There's an aging, charismatic star teamed with a hotshot director, and an appealing silly premise: an F1 team loses its top driver and hires an old has-been (Pitt) who has bummed around the racing world but hasn't driven Formula 1 in 30 years. His presence sparks a rivalry with the team's number two driver, a hotshot rookie (played by Damson Idris) who longs for the spotlight. The two have to learn to work together while racing fast cars and generally looking and being awesome.
You can guess most of the story beats before they happen. But the thing is—F1 really is awesome.
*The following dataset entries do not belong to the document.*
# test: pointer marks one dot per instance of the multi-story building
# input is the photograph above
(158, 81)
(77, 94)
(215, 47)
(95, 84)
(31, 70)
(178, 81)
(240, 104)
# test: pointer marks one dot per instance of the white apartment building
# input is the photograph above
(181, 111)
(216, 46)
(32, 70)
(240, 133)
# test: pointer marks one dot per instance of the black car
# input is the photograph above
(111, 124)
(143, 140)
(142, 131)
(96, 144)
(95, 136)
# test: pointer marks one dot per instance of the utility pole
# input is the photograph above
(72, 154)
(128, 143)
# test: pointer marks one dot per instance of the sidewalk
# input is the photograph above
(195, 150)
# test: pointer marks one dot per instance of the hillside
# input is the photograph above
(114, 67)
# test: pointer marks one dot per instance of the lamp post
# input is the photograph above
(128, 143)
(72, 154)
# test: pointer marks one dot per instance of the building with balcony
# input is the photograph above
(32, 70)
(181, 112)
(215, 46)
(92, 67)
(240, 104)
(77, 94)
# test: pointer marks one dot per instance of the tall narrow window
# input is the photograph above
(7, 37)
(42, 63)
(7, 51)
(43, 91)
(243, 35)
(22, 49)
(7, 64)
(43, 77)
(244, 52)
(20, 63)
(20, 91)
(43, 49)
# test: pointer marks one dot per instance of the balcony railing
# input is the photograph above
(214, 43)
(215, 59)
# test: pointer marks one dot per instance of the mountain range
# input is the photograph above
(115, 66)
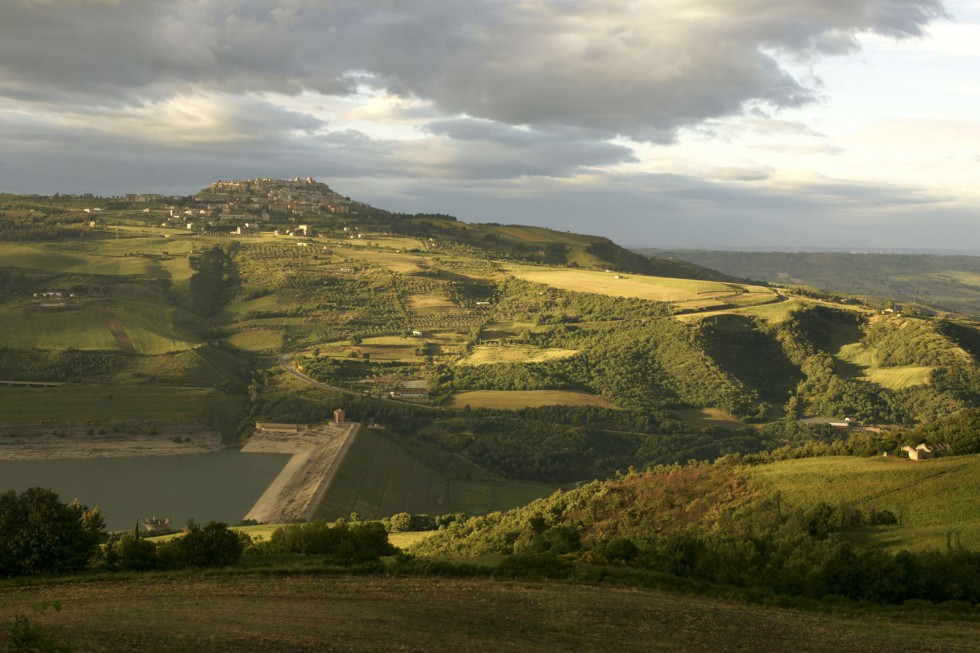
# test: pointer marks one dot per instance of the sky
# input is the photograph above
(750, 124)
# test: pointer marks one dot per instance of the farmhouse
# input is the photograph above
(925, 451)
(409, 393)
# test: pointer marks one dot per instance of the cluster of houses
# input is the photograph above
(254, 196)
(925, 451)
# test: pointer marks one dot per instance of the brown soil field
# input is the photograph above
(249, 613)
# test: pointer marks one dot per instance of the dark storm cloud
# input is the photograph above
(612, 66)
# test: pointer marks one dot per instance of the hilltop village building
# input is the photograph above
(229, 199)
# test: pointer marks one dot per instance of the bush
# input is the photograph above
(341, 544)
(211, 546)
(39, 534)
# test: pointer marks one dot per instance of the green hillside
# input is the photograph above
(537, 356)
(937, 282)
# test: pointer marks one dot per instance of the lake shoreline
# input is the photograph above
(73, 441)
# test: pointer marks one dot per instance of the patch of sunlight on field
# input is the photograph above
(618, 285)
(266, 303)
(81, 327)
(897, 378)
(771, 312)
(514, 399)
(485, 354)
(704, 418)
(404, 540)
(893, 378)
(391, 242)
(397, 341)
(400, 263)
(430, 303)
(963, 277)
(257, 340)
(37, 257)
(687, 293)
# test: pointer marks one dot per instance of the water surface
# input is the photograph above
(220, 486)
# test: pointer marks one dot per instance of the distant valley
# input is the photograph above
(931, 281)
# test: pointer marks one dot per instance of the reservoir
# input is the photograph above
(219, 486)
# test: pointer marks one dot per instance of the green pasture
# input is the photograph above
(897, 378)
(379, 478)
(396, 262)
(198, 367)
(39, 257)
(484, 354)
(88, 325)
(388, 242)
(105, 257)
(704, 418)
(514, 399)
(78, 403)
(256, 340)
(427, 304)
(272, 302)
(934, 500)
(894, 378)
(687, 293)
(773, 312)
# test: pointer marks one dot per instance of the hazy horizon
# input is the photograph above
(688, 123)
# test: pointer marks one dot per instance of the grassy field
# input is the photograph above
(935, 500)
(379, 478)
(400, 263)
(257, 340)
(512, 399)
(687, 293)
(306, 613)
(485, 354)
(703, 418)
(894, 378)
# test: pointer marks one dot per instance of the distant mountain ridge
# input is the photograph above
(950, 282)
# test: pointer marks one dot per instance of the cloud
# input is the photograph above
(641, 69)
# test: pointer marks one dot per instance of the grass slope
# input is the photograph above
(378, 478)
(935, 500)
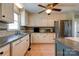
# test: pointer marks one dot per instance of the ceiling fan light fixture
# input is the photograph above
(48, 11)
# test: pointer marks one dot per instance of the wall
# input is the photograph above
(47, 20)
(3, 26)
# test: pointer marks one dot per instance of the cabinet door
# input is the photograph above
(20, 47)
(5, 51)
(7, 12)
(42, 38)
(24, 18)
(70, 52)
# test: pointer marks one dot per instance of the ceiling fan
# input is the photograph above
(49, 8)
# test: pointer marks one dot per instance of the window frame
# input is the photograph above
(18, 23)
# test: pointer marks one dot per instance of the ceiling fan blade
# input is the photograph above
(41, 11)
(56, 9)
(41, 6)
(54, 4)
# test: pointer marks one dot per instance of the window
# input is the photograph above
(15, 25)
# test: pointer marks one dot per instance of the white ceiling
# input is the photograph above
(66, 7)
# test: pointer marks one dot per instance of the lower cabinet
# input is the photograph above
(5, 50)
(20, 46)
(59, 49)
(62, 50)
(43, 38)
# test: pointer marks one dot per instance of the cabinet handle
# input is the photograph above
(1, 53)
(19, 42)
(3, 16)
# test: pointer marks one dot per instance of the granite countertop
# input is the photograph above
(71, 42)
(11, 38)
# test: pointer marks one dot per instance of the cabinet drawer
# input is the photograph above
(5, 51)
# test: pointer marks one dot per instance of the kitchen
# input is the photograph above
(25, 32)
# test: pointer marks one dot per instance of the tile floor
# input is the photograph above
(42, 50)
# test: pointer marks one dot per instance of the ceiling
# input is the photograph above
(66, 7)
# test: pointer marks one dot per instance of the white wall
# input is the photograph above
(47, 20)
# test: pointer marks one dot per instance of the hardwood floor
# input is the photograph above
(42, 50)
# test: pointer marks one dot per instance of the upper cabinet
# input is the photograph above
(24, 17)
(6, 12)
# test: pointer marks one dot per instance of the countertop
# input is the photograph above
(9, 39)
(71, 42)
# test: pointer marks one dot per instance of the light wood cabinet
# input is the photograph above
(43, 38)
(5, 50)
(20, 46)
(24, 17)
(7, 12)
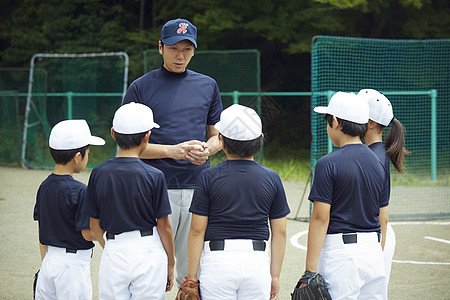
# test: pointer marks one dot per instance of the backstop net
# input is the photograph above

Kosinski's do-it-for-real approach to shooting the race sequences, with souped-up race cars zooming along actual race tracks at 200 miles an hour, once again makes the case for analog action. Unlike so many of the soft, weightless, pixelated, CGI junk that fills screens today, F1's race sequences look impressively physical and dangerously real, with screeching tires and sparking engines and real human bodies gripped and girded by the forces of gravity. The maximalist audio—see this in the loudest theater you can find—adds further oomph and intensity. This isn't a movie designed to make you think, "Ah yes…cinema." It's a movie designed to turn your brain into jelly as you silently mouth "holy shit" and "hell yeah" over and over again. It's genuinely thrilling stuff that you've never seen before.
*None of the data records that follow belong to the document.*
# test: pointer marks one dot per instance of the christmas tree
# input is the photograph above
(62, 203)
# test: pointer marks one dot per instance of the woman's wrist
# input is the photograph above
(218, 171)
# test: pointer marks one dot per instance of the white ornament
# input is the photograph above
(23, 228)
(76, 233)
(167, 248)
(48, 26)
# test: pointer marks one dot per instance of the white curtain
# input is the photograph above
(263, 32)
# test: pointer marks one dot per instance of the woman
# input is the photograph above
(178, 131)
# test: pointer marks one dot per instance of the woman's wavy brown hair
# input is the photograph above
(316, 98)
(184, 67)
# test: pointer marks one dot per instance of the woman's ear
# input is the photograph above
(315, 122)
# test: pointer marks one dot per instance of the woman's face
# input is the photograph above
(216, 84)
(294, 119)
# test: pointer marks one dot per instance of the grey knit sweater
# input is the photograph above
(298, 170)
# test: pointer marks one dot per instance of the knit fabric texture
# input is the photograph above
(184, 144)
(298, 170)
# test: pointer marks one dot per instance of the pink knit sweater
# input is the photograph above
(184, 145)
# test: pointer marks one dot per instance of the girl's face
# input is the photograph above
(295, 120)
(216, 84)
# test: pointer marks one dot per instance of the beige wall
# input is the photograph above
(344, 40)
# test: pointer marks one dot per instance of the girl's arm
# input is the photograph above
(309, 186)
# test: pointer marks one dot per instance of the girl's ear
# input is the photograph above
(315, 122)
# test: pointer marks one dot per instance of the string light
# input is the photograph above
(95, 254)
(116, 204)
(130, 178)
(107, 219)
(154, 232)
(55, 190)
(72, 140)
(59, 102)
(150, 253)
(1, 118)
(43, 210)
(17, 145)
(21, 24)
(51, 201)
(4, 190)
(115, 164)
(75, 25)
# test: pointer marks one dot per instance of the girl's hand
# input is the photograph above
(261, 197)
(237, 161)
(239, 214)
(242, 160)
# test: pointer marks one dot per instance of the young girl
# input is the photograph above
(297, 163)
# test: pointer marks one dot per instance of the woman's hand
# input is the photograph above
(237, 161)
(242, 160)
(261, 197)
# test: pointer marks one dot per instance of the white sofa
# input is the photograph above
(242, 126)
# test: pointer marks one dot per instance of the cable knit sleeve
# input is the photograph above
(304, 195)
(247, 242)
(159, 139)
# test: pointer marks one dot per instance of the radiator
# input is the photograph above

Which, for a reported $300 million, it should be. But that's no longer something that can be assumed of today's ho-hum blockbusters, which often seem more concerned about checking off IP-expectations boxes than fulfilling their obligation to entertain. Bruckheimer had his share of clunkers over the years, and his extremely dude-centric movies may not be for everyone. But at his best, he understood that crafting no-compromises razzle-dazzle entertainment was not just a job but a sacred and solemn duty.
Every time Hollywood sells a movie ticket, it makes a promise. Unlike so many of its contemporaries, F1 actually delivers, all the way to the finish line.